Эта любовь была мгновенной, сильной, как расширяющиеся волны света, захватывающие в свое свечение необычные переживания, фантастические мысли, необыкновенные прочитанные книги, выученные наизусть стихи, удивительные знакомства и встречи. И среди всего этого была она, ее зеленые насмешливые глаза, пышные, душистые, щекочущие губы волосы, ее комнатка в деревянном доме в Сокольниках, где в открытую форточку залетал легкий снег, запах свежих булок, скрип проходящей электрички.

И в этой любви он впервые ощутил свою телесную силу и красоту, неутомимость гибких мускулов, когда бежал за ней по лыжне, видя, как скользят ее зеленые свистящие лыжи. Она оборачивалась к нему смеющимся розовым лицом, и потом плечом к плечу они лежали в душной темноте, и он, устало закрыв глаза, видел ее всю, от рассыпанных по подушке волос до кончиков пальцев, зная, что она принадлежит ему безраздельно, создана для него, все ее биения, шепоты, ароматы отданы ему, для него.

Любя ее, он вдруг остро и радостно открыл для себя природу. Драгоценность снега, в который вморожены сухие зонтичные цветы. Красоту туманного тяжелого ливня, грохочущего по дубам. Сочную густоту сине-желтых цветов в колее, на которой босые ноги оставляют черные чавкающие отпечатки. Его зрачки научились различать тончайшие оттенки синего цвета – неба в бело-розовых весенних березах, капель воды в чашечках красных осиновых листьев, вечерней зари с первой водянистой звездой.

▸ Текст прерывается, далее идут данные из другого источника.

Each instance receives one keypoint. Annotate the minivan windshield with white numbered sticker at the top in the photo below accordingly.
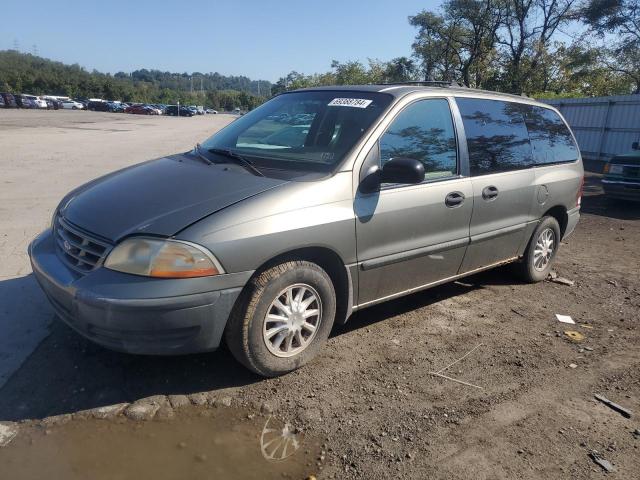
(311, 130)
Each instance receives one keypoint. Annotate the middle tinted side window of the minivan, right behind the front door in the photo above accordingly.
(496, 135)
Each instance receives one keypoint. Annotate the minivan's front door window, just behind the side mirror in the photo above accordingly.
(424, 131)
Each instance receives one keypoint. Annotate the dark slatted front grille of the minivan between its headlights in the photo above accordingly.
(79, 250)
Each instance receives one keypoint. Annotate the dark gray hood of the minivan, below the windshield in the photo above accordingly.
(160, 197)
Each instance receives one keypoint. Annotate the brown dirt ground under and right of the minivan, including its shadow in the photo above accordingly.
(369, 400)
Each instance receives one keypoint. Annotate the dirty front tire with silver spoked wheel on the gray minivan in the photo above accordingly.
(247, 328)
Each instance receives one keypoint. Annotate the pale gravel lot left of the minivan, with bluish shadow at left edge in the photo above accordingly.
(44, 154)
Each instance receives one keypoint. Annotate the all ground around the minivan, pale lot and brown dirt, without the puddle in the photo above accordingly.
(369, 398)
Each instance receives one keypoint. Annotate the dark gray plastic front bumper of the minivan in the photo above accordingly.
(137, 314)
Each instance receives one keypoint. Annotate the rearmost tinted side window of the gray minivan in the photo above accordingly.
(550, 138)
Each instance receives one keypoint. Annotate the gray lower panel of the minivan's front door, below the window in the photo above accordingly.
(407, 237)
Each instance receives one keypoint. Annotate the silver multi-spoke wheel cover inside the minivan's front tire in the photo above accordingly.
(292, 320)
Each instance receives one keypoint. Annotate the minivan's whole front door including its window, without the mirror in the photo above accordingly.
(409, 236)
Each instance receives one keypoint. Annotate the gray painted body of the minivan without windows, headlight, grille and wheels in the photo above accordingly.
(392, 242)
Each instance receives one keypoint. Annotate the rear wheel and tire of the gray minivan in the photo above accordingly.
(533, 267)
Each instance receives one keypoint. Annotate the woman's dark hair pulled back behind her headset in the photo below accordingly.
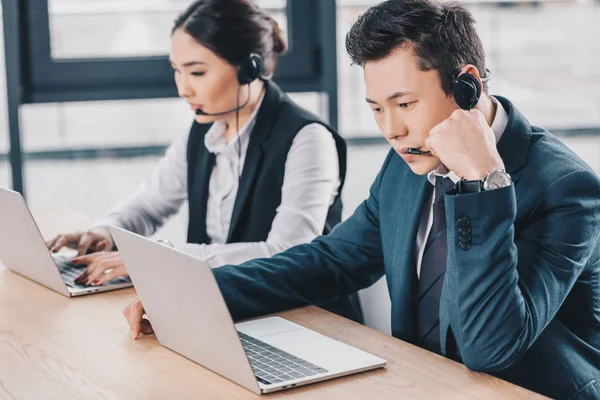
(233, 29)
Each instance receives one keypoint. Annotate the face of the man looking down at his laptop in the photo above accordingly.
(407, 103)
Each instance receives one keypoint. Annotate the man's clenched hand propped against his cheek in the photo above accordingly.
(465, 144)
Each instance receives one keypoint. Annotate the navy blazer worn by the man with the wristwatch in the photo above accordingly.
(522, 303)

Он понял глубину и величие родной истории, когда ездили в Александровскую слободу, обитель Грозного царя, взбирались на звонницу Ростова Великого, где на огромных колоколах, среди медно-зеленых рельефов ворковали голуби. Она, его милая, филолог, знаток древних текстов, читала письмена на каменных, вмурованных в стены плитах, – об усопших монахах и воинах. Любя ее, он любил ее вместе со старинными усадьбами и церквами, которыми любовались ее любимые зеленые глаза.

Он переживал мгновения полноты и могущества, когда господствовал над всем белым светом, заслоняя его от напастей, помещая в свою хранящую и спасающую любовь всех милых и близких, все живые и неживые творения.

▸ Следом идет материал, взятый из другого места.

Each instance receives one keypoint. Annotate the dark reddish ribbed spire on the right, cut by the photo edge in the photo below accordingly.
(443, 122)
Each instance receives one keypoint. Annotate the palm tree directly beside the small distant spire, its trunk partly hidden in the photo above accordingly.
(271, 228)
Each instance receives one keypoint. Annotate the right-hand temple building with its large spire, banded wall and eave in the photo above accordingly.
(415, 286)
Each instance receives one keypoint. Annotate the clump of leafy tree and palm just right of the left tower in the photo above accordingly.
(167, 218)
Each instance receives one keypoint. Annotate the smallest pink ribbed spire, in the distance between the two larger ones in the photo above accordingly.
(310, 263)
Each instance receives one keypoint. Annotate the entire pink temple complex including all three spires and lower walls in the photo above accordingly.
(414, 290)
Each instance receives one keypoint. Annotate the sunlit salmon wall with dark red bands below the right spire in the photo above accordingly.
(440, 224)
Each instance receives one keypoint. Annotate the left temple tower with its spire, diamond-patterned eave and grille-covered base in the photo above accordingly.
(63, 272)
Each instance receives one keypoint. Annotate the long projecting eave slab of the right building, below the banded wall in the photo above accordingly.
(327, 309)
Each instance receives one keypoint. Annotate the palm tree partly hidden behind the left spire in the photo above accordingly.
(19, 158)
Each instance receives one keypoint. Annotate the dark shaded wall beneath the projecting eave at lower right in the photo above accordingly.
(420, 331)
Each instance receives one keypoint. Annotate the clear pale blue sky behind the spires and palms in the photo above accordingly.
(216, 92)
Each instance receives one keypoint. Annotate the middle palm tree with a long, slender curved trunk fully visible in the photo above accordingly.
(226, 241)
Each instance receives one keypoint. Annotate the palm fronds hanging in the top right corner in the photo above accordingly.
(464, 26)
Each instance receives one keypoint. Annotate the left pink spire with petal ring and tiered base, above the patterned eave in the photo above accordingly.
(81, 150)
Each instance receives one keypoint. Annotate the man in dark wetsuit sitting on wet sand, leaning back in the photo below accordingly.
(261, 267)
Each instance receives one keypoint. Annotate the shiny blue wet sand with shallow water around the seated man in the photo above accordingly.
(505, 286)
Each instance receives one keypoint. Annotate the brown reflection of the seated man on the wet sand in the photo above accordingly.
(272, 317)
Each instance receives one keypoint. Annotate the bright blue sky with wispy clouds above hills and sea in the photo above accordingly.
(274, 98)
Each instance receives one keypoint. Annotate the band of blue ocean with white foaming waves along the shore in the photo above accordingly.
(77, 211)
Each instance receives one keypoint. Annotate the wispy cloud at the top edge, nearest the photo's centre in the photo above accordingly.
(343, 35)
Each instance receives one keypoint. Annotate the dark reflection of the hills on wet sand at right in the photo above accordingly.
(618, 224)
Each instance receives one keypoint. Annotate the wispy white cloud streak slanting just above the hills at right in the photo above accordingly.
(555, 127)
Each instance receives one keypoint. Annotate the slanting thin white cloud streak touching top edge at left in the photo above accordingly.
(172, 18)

Зима, снегопад, темная хрупкая веточка, отпечатанная на лунной поверхности.

Батальон обживался, осваивался. Роты повзводно водили машины в горах. Операторы «Шилок» наводили стволы зениток на далекие вершины, изрыгали из пушек струи огня, и вершины окутывались дымом, снаряды вырезали ниши в граните, рассеивали в небе каменную летучую пудру. Калмыкова заботили начавшиеся у солдат простуды и расстройства желудка – сказывались новая пища, климат, состав воды. В Кабуле действовал советский госпиталь, работали русские врачи. Их собирался навестить Калмыков.

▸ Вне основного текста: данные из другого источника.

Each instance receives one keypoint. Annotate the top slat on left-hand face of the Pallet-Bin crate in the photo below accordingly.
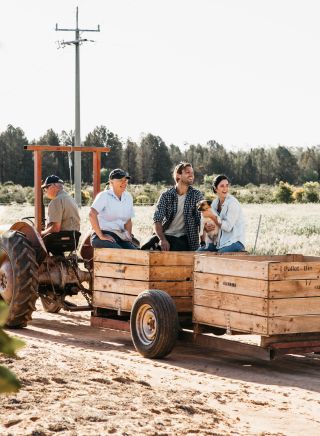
(235, 266)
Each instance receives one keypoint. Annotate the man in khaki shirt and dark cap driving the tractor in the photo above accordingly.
(63, 213)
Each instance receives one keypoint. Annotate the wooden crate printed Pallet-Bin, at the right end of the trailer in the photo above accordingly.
(265, 295)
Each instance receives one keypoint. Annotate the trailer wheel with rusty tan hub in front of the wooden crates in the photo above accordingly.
(154, 324)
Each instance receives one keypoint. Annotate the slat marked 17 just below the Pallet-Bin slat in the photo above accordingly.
(294, 288)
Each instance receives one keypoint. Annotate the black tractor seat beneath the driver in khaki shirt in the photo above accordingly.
(60, 242)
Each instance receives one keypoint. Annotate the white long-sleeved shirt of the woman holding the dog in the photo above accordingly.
(232, 221)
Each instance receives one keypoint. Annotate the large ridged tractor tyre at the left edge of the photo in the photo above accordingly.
(18, 278)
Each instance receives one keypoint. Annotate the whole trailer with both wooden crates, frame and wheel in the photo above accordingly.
(162, 296)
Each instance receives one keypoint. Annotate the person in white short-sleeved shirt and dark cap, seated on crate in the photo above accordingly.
(111, 213)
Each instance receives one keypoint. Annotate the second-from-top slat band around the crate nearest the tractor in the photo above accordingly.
(139, 272)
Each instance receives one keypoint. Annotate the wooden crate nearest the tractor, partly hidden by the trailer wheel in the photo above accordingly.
(121, 275)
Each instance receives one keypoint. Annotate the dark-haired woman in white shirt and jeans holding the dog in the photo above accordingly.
(227, 214)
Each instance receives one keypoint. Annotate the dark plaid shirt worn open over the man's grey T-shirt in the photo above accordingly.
(166, 210)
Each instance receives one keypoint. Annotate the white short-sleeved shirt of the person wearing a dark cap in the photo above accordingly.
(113, 213)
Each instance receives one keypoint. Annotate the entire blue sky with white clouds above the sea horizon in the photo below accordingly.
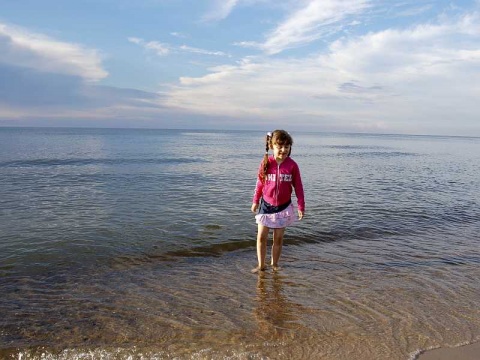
(373, 66)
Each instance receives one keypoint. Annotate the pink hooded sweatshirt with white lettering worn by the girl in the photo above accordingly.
(277, 189)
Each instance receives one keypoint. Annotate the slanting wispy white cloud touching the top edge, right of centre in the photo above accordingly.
(311, 22)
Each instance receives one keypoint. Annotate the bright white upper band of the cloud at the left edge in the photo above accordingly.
(20, 47)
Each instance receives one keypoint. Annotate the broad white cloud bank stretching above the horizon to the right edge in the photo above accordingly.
(386, 80)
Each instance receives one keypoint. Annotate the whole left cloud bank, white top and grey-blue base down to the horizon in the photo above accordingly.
(43, 77)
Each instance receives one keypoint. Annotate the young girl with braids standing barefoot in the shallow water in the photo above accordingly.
(277, 176)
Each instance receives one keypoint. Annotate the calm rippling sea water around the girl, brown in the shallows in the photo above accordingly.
(139, 243)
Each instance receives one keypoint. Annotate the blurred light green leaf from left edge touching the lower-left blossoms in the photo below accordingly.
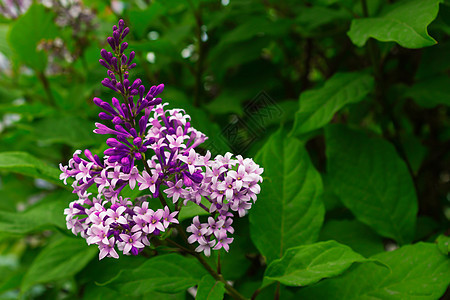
(43, 215)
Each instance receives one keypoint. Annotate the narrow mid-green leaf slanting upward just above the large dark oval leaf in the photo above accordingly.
(317, 107)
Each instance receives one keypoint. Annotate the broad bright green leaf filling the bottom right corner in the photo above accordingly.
(417, 271)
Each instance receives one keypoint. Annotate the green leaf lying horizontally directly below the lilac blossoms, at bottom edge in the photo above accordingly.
(169, 273)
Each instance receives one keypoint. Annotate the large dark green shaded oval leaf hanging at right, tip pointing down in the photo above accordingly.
(372, 181)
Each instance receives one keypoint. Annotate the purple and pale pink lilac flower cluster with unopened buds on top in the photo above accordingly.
(153, 149)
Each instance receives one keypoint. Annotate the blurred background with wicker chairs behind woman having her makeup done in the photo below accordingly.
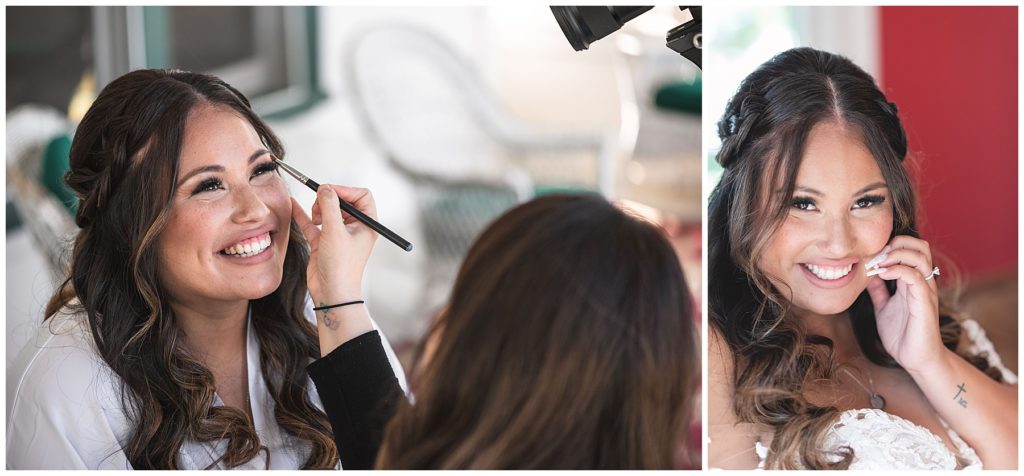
(451, 116)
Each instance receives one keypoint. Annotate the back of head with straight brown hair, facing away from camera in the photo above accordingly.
(568, 343)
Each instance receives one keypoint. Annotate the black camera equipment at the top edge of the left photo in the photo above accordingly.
(585, 25)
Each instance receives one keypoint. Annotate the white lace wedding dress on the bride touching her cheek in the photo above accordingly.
(885, 442)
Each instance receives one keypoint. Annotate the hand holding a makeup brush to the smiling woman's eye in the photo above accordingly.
(340, 247)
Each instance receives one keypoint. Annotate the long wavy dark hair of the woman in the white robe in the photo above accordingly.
(124, 162)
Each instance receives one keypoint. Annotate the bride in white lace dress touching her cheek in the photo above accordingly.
(830, 347)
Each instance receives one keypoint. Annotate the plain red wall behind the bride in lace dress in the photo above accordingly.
(953, 73)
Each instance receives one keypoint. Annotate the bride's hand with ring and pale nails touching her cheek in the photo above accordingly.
(908, 321)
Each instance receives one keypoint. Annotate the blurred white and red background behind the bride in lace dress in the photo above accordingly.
(953, 73)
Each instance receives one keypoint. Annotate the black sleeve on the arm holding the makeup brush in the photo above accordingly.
(360, 393)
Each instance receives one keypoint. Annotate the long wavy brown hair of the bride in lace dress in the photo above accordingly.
(764, 132)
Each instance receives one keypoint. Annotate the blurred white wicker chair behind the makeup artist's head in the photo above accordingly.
(435, 120)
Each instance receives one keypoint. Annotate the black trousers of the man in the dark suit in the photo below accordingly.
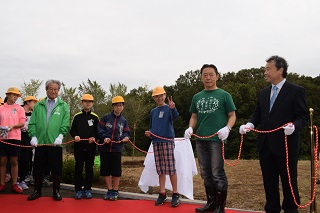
(273, 167)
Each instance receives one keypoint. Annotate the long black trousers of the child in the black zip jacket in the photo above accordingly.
(83, 159)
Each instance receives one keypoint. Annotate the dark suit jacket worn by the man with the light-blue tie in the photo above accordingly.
(289, 106)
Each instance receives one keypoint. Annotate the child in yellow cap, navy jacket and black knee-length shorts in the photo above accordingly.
(113, 130)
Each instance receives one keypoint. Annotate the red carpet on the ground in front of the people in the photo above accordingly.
(19, 203)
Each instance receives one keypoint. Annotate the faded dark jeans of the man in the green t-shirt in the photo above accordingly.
(211, 164)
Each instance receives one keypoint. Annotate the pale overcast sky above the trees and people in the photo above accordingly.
(151, 42)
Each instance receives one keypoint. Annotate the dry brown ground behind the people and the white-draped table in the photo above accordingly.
(245, 183)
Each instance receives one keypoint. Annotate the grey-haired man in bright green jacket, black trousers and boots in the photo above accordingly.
(49, 122)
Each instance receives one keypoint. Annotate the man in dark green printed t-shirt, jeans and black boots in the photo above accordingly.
(212, 111)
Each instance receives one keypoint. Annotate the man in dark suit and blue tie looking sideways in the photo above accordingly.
(281, 103)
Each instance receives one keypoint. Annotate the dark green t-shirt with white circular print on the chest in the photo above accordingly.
(212, 108)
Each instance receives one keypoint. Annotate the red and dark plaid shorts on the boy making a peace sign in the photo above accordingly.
(164, 158)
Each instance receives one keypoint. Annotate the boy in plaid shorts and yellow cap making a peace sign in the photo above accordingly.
(161, 125)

Утром приехал Татьянушкин, на кофейной «тойоте», в кожаной куртке, в джинсах, похожий на спортсмена.

– Покатаемся, город посмотришь! – пригласил он Калмыкова, и тому было неясно, то ли это дружеское приглашение, то ли неявный приказ.

– Мне бы надо в госпиталь, – сказал Калмыков. – Медикаменты взять. А то личный состав прихварывает.

– Заскочим. Главврач – мой дружок. Получим таблетки!